If your data set is very small you might prefer one of the non-parametric tests suggested in the other answer, but if it is reasonably large (e.g. >25-50 durations per worker) the GLM will probably be more powerful.
It is not the two original distributions which need to be normal, but the sampling distribution of the difference of the means, for which you would have only a single observation. Now, depending on how "not normal" your data is, and how large your sample size is, the CLT may be your best friend. Strong asymmetry + fat tails (aka skewness and kurtosis) are the enemy of the CLT (for rapid convergence to a distribution which is sufficiently close to the normal that t-tests will give very reasonable results). The best way to get a feel for this is to run a simulation; take the ECDF of your data, approximate it with a distribution from a broad family (e.g. exponential), and then run simulations of the sampling distribution of the mean, for various sample sizes. You will see that in most cases, it will converge much faster than you would have thought. You may want to read this blog or this paper. This link and this other one have nice simulations. Note that in your case (process timing), you have positive data, which will be skewed, but most likely not excessively (past a certain time, a part/material will simply be scrapped).

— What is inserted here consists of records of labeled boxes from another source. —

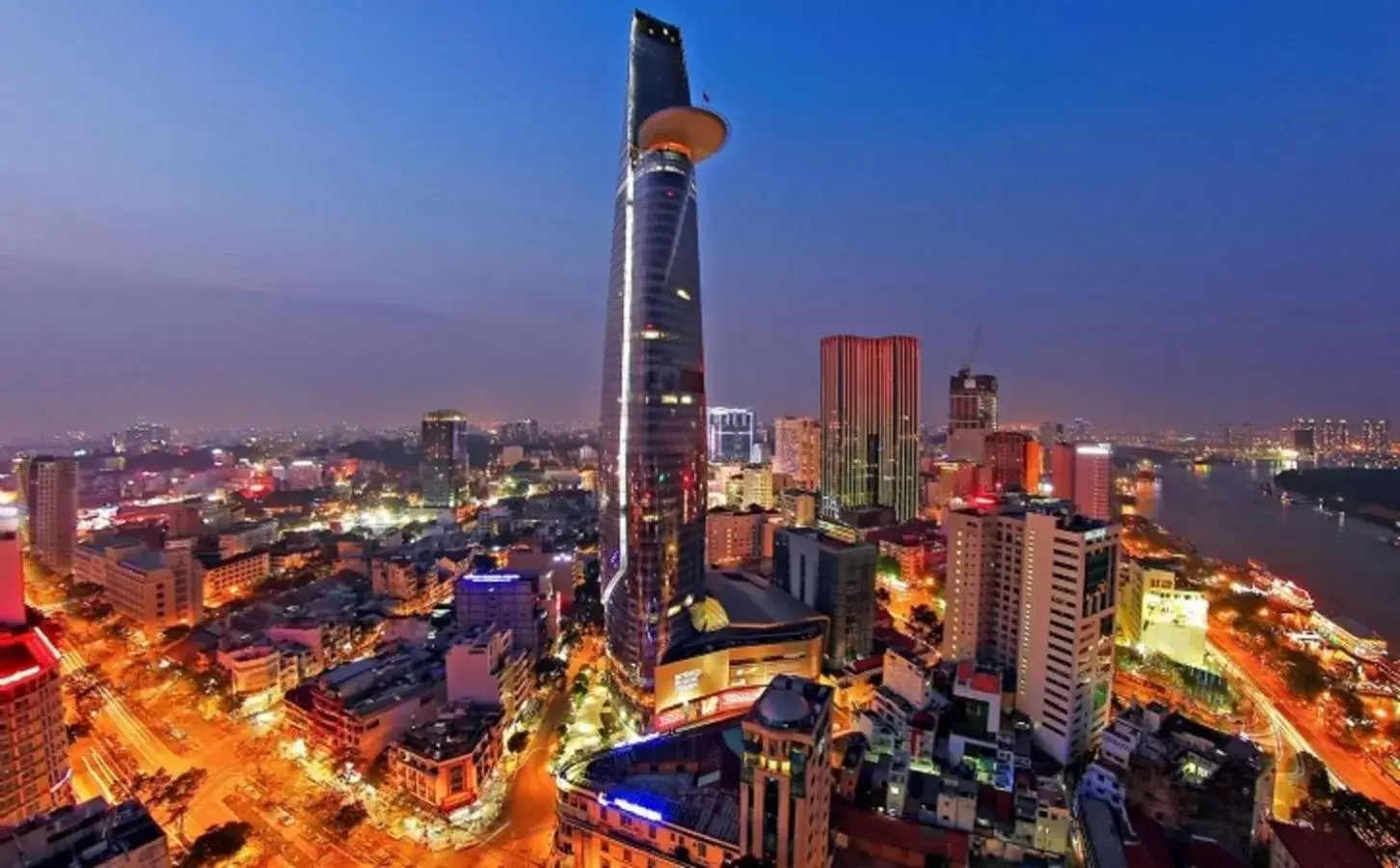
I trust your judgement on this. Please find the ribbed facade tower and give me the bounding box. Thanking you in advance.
[599,13,728,701]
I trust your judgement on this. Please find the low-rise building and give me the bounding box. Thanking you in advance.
[390,703,505,813]
[216,638,319,707]
[554,678,831,868]
[103,548,204,629]
[453,570,558,658]
[706,505,777,567]
[0,798,171,868]
[219,518,277,557]
[1269,821,1381,868]
[1079,704,1274,862]
[653,570,827,729]
[204,549,272,605]
[285,648,445,766]
[444,624,535,722]
[1309,611,1390,663]
[73,535,146,585]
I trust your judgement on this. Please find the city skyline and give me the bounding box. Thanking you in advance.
[0,4,1400,437]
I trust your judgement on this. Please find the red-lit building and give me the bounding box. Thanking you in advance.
[984,431,1040,492]
[0,506,73,826]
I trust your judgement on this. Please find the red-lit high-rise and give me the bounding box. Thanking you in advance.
[0,505,73,825]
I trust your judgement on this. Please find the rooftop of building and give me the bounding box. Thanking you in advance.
[121,549,165,573]
[204,549,270,570]
[78,533,146,555]
[0,798,165,868]
[563,721,742,844]
[1269,821,1381,868]
[663,570,827,663]
[831,803,969,867]
[743,675,833,732]
[1113,706,1269,785]
[865,518,939,545]
[399,704,505,762]
[781,528,874,552]
[955,660,1001,694]
[0,622,59,688]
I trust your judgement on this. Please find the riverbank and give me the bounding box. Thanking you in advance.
[1274,468,1400,530]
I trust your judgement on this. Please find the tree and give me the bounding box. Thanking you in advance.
[130,769,171,808]
[535,657,569,682]
[180,822,254,868]
[331,802,369,834]
[875,555,904,579]
[1283,648,1327,703]
[1333,689,1371,721]
[160,767,208,831]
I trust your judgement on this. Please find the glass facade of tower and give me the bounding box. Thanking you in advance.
[599,13,707,694]
[418,410,467,509]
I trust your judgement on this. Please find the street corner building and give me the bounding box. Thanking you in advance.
[599,12,728,706]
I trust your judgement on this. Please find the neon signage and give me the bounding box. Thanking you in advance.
[598,796,663,824]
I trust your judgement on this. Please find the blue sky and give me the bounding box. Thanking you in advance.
[0,0,1400,434]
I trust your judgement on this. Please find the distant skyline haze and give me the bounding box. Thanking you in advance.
[0,0,1400,438]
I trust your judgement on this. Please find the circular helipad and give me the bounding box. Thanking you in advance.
[637,105,729,162]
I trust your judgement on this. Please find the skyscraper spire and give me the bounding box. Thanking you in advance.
[599,12,728,701]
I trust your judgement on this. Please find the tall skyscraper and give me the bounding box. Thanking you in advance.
[985,431,1040,492]
[1360,419,1390,455]
[418,410,467,509]
[1074,443,1113,521]
[821,335,920,521]
[1050,443,1113,521]
[948,368,997,461]
[1317,419,1351,455]
[1292,418,1317,459]
[773,416,821,492]
[598,12,728,701]
[707,407,756,463]
[942,509,1120,763]
[0,505,71,825]
[22,455,78,576]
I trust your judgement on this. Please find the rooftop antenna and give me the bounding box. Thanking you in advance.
[960,322,982,376]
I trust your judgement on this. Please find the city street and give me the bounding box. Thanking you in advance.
[1210,624,1400,808]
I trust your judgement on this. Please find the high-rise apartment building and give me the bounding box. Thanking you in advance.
[948,368,997,461]
[1360,419,1390,455]
[984,431,1040,492]
[773,416,821,492]
[418,410,467,509]
[1074,443,1113,521]
[0,506,73,826]
[944,509,1120,763]
[598,13,728,701]
[740,675,833,868]
[1317,419,1351,455]
[740,465,777,509]
[1292,416,1319,458]
[821,335,920,521]
[1050,443,1113,521]
[22,455,78,576]
[773,528,879,667]
[706,407,758,463]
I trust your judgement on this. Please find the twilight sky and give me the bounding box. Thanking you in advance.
[0,0,1400,437]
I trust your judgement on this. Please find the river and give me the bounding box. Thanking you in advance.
[1138,463,1400,650]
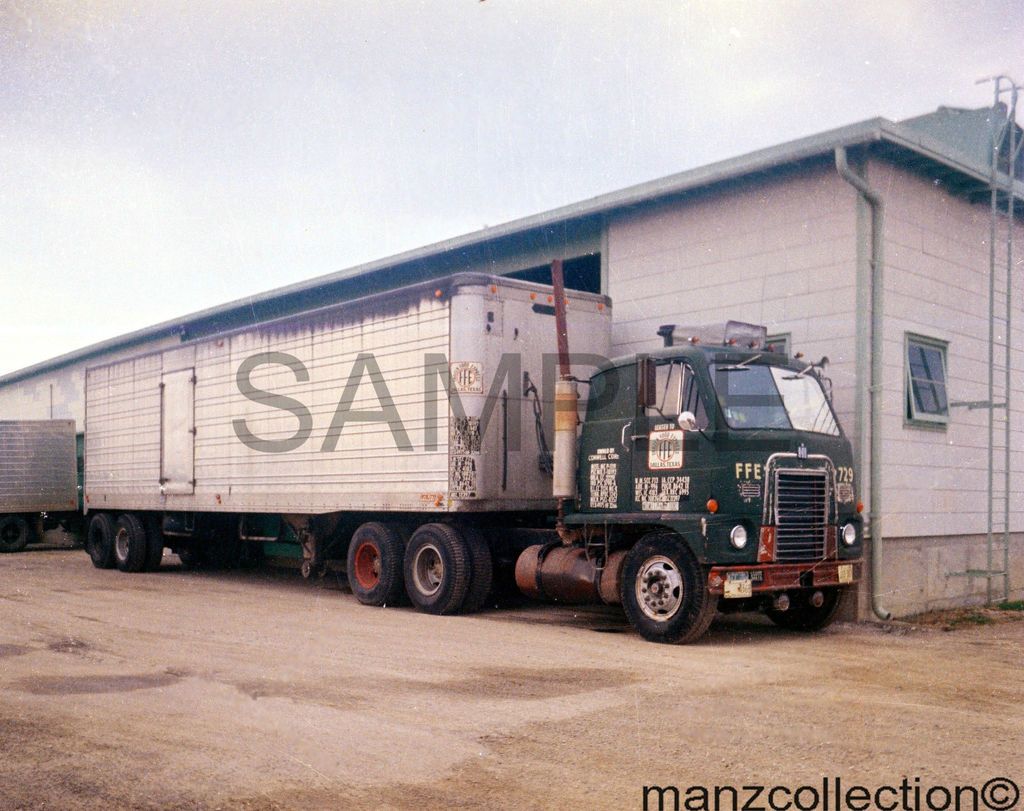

If the CLT (or your sample size) does not satisfy you, you can try a median test (Mood's median test). It is basically a binomial test, so it will require larger sample sizes than a t-test to achieve similar power, but it makes no normality assumption.
Another option is to use a Mann-Whitney U test (MWUt), or rather a Brunner-Munzel test (BMt). The BMt is a non-parametric test, exactly equivalent to the MWUt (test of stochastic equality), but w/o the Behrens Fisher problem (just like the Welch t test solves the Behrens Fisher problem for the Student's t test).
Note that, in the way you described your experiment, you are confounding the difference in operator with the difference in machinery; if you find a difference, you will not know exactly why. A crossover design (both operators use both machines for the same # of parts/materials) may be preferable. And in that case, regression, or 2-way ANOVA (which basically runs a regression) would be good choices (but would require normality of the residuals, not of the original distributions).